A commitment to innovation-and to Indonesia
Mitsui managed to pull off this deft sideways step into a new field for two reasons: First, the company has a culture of innovating based on pulling together people with complementary expertise from different departments (in this case, the Infrastructure Projects Business Unit and the Transportation Logistics Business Unit). Second, recent company policy has been about switching more to an operatorship model, with Mitsui seeking ownership and control of the businesses it invests in.
Three factors made relative newcomer Mitsui the most attractive candidate: local experience coordinating similar large public-private infrastructure projects (such as the Paiton Power Station in East Java); local sector-specific know-how (Portek was already running a container terminal in Jakarta focused on domestic freight); and a long-term commitment to growing the broader Indonesian economy, expressed through ventures in fields ranging from oil and gas to telecoms.

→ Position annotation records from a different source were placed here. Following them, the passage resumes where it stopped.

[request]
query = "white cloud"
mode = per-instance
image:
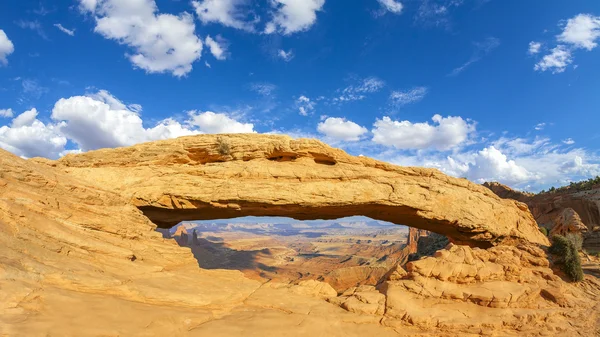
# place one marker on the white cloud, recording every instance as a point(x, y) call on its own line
point(557, 61)
point(534, 47)
point(29, 137)
point(25, 119)
point(492, 165)
point(286, 56)
point(161, 42)
point(358, 92)
point(391, 6)
point(218, 48)
point(305, 106)
point(6, 113)
point(36, 26)
point(581, 31)
point(65, 30)
point(101, 120)
point(6, 47)
point(341, 129)
point(413, 95)
point(523, 164)
point(210, 122)
point(444, 134)
point(264, 89)
point(293, 16)
point(229, 13)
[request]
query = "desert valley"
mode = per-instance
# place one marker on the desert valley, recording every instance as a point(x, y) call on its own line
point(299, 168)
point(82, 255)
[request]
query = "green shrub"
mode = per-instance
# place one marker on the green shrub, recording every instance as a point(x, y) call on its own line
point(568, 257)
point(223, 146)
point(576, 239)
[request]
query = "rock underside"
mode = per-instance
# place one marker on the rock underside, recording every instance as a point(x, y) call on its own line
point(80, 255)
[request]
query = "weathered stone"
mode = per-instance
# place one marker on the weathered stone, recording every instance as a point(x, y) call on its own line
point(189, 179)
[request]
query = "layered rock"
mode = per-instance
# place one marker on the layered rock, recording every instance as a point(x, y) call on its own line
point(79, 258)
point(208, 177)
point(503, 291)
point(568, 222)
point(549, 210)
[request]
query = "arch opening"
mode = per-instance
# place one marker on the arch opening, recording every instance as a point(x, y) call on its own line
point(345, 252)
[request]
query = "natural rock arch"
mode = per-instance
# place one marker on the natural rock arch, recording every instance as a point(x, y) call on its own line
point(226, 176)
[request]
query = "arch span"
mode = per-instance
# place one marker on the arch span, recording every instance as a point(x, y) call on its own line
point(227, 176)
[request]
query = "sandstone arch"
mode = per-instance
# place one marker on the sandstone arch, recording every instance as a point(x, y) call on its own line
point(226, 176)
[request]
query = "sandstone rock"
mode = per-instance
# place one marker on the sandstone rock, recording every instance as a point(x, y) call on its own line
point(547, 208)
point(189, 178)
point(79, 258)
point(568, 222)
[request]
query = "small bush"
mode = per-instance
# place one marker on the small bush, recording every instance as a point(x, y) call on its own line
point(568, 257)
point(223, 147)
point(576, 239)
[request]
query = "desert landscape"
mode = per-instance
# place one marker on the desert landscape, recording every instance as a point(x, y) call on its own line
point(299, 168)
point(344, 254)
point(82, 255)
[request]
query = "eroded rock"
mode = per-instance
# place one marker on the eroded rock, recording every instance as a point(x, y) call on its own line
point(191, 178)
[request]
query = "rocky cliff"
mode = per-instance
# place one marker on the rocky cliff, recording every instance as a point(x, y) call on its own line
point(80, 255)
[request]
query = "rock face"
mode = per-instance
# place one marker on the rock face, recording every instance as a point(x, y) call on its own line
point(213, 177)
point(548, 209)
point(78, 256)
point(568, 222)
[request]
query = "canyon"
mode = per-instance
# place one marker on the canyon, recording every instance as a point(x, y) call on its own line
point(81, 255)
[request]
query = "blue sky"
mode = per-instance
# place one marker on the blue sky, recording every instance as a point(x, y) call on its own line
point(483, 89)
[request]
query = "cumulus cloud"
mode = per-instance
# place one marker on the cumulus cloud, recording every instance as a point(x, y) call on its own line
point(29, 137)
point(557, 61)
point(70, 32)
point(6, 113)
point(160, 42)
point(341, 129)
point(413, 95)
point(357, 92)
point(531, 164)
point(210, 122)
point(391, 6)
point(492, 165)
point(6, 47)
point(293, 16)
point(305, 106)
point(230, 13)
point(287, 56)
point(217, 47)
point(100, 120)
point(580, 32)
point(444, 134)
point(25, 119)
point(534, 47)
point(35, 26)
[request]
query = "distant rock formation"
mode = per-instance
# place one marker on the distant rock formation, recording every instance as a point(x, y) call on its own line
point(80, 255)
point(568, 222)
point(191, 178)
point(549, 210)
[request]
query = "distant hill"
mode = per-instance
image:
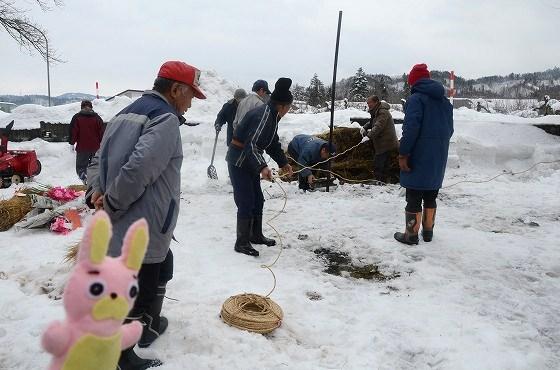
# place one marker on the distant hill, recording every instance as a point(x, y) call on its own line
point(513, 86)
point(44, 99)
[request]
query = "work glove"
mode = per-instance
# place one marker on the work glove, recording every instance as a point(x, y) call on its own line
point(311, 180)
point(363, 131)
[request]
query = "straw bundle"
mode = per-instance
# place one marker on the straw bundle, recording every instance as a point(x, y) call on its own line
point(252, 312)
point(13, 210)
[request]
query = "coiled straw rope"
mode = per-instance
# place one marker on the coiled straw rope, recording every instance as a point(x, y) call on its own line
point(252, 312)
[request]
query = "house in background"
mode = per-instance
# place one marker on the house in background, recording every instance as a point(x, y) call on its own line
point(132, 94)
point(7, 107)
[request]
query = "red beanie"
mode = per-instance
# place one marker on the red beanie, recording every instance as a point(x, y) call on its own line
point(417, 72)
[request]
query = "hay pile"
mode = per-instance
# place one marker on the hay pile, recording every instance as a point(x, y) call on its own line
point(13, 210)
point(357, 164)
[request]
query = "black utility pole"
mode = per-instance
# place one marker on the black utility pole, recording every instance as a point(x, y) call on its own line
point(333, 90)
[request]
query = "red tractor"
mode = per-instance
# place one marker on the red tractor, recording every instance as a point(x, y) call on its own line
point(15, 165)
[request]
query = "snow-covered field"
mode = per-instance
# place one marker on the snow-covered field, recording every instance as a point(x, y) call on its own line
point(485, 294)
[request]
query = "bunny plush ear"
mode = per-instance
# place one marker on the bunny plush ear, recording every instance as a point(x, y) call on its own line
point(135, 244)
point(96, 239)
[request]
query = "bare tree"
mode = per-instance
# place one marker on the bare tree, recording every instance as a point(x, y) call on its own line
point(27, 33)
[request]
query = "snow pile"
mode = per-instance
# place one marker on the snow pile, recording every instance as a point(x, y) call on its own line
point(28, 116)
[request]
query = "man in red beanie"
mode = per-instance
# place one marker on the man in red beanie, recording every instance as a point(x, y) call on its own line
point(427, 129)
point(137, 173)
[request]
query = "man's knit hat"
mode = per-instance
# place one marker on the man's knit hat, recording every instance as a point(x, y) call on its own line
point(239, 94)
point(418, 72)
point(182, 72)
point(282, 93)
point(260, 84)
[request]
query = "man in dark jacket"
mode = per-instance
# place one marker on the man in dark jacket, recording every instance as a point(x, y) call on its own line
point(381, 131)
point(427, 129)
point(307, 151)
point(256, 133)
point(227, 114)
point(86, 132)
point(137, 173)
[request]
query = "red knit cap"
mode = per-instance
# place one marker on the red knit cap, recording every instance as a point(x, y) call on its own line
point(180, 71)
point(417, 72)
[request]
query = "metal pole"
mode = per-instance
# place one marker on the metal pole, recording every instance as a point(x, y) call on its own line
point(48, 71)
point(333, 90)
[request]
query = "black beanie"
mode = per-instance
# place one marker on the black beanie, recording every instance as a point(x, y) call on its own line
point(281, 93)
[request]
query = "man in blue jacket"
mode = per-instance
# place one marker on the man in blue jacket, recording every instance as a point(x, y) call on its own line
point(255, 134)
point(427, 129)
point(227, 114)
point(307, 151)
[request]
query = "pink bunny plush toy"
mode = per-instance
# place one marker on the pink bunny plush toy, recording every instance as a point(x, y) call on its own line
point(98, 296)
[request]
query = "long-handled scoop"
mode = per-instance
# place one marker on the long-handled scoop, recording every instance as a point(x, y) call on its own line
point(211, 171)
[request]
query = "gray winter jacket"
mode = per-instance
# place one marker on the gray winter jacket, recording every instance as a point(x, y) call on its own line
point(248, 103)
point(138, 169)
point(382, 129)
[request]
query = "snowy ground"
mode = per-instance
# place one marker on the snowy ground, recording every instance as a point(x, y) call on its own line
point(485, 294)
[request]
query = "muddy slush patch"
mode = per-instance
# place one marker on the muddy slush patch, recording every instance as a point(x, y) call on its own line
point(340, 264)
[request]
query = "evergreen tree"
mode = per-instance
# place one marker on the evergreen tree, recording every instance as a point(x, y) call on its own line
point(316, 92)
point(299, 92)
point(359, 89)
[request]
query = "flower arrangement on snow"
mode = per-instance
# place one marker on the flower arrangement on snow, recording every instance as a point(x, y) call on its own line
point(50, 206)
point(99, 294)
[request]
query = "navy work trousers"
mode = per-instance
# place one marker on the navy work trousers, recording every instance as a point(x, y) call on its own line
point(247, 192)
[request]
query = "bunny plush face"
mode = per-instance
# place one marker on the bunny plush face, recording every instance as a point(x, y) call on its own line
point(104, 288)
point(99, 294)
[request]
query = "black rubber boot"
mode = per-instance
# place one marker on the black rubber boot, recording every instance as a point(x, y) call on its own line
point(428, 221)
point(154, 324)
point(129, 360)
point(256, 233)
point(242, 244)
point(410, 235)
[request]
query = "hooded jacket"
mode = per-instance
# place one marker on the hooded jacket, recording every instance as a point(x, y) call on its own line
point(257, 133)
point(248, 103)
point(86, 131)
point(427, 129)
point(308, 150)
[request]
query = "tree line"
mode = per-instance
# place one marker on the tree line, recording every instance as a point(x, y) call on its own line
point(392, 89)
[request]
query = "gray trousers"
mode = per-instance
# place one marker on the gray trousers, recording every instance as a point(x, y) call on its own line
point(82, 161)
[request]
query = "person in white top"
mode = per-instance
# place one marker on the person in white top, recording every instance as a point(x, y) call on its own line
point(259, 96)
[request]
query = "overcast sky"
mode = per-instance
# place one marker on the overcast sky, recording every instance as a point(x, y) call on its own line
point(122, 43)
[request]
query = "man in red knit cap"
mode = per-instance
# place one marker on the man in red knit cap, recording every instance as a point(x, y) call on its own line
point(427, 129)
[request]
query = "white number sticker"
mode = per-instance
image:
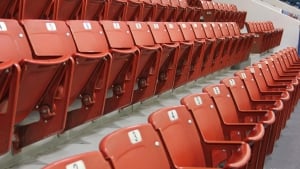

After the awarding of the priority negotiating rights, it took 13 months-rather than the expected three or four-to finalize the contract. But there were good reasons for the delay. Since the Indonesian government had never before worked with an overseas partner to build a container terminal, there was no existing framework to follow. In addition, with Indonesia’s economy developing at breakneck speed, regulations governing things like accounting and taxation are still evolving. An unusual degree of flexibility needed to be built into the contract as a result.